A team led by Prof. Rabiee at AI-Med has designed and implemented the AI-based COVID-19 Detection system which recognizes anomalies that are visually hard to detect in chest CT Scan images immediately after a patient is infected with COVID-19.

The model utilizes an innovative preprocessing module to remove possible batch effects and deploys data from multiple sources for end-to-end training of Deep Neural Networks (DNN). In addition, the model calculates the size and volume of the infected areas for a more effective treatment of COVID-19 patients. The accuracy score of the model is above 95%.

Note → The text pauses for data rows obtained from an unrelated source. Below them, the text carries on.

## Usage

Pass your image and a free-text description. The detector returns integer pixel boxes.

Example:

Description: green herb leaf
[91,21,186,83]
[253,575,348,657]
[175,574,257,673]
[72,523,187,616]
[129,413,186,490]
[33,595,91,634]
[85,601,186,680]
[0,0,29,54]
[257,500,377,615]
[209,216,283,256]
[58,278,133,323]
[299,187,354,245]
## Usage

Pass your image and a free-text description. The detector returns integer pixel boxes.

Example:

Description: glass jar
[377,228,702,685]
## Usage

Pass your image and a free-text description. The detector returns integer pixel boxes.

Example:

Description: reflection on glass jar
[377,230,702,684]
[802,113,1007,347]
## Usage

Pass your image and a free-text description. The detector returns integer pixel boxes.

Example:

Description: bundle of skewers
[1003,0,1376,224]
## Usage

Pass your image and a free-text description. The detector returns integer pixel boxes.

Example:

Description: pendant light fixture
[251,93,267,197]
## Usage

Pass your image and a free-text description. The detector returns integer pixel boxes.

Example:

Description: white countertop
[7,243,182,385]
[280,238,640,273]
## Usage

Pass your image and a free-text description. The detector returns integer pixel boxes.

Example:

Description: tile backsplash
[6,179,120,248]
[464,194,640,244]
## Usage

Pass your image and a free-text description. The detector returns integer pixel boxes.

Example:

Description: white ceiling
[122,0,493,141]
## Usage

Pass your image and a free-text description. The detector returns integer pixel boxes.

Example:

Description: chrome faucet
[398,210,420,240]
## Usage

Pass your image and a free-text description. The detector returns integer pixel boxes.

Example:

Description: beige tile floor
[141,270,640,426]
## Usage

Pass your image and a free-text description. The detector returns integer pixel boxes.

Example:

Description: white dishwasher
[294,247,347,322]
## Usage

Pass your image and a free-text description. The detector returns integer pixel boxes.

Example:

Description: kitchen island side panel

The COVID-19 pandemic continues to evolve at a fast pace worldwide. The AI-Med team at Sharif University of Technology has developed the AI-Med COVID-19 Detection System to enable physicians and other medical experts with prompt and accurate diagnosis measures. This software system utilizes an innovative preprocessing module for batch effect removal along with Interpretable Deep Neural Network (DNN) for rapid and accurate diagnosis of COVID-19. AI-Med uses chest CT Scan images which have been saved as Ground Glass Opacity Axial DICOM standard in a single zip file.

The AI-Med COVID-19 Detection System is free for public medical and research centers. To receive a free desktop copy or API for PACS systems please submit an official request via email or regular mail. We also provide limited access to our online services. Please send us an email with an explanation of the intended use of the online system. Upon approval, we send you the login information.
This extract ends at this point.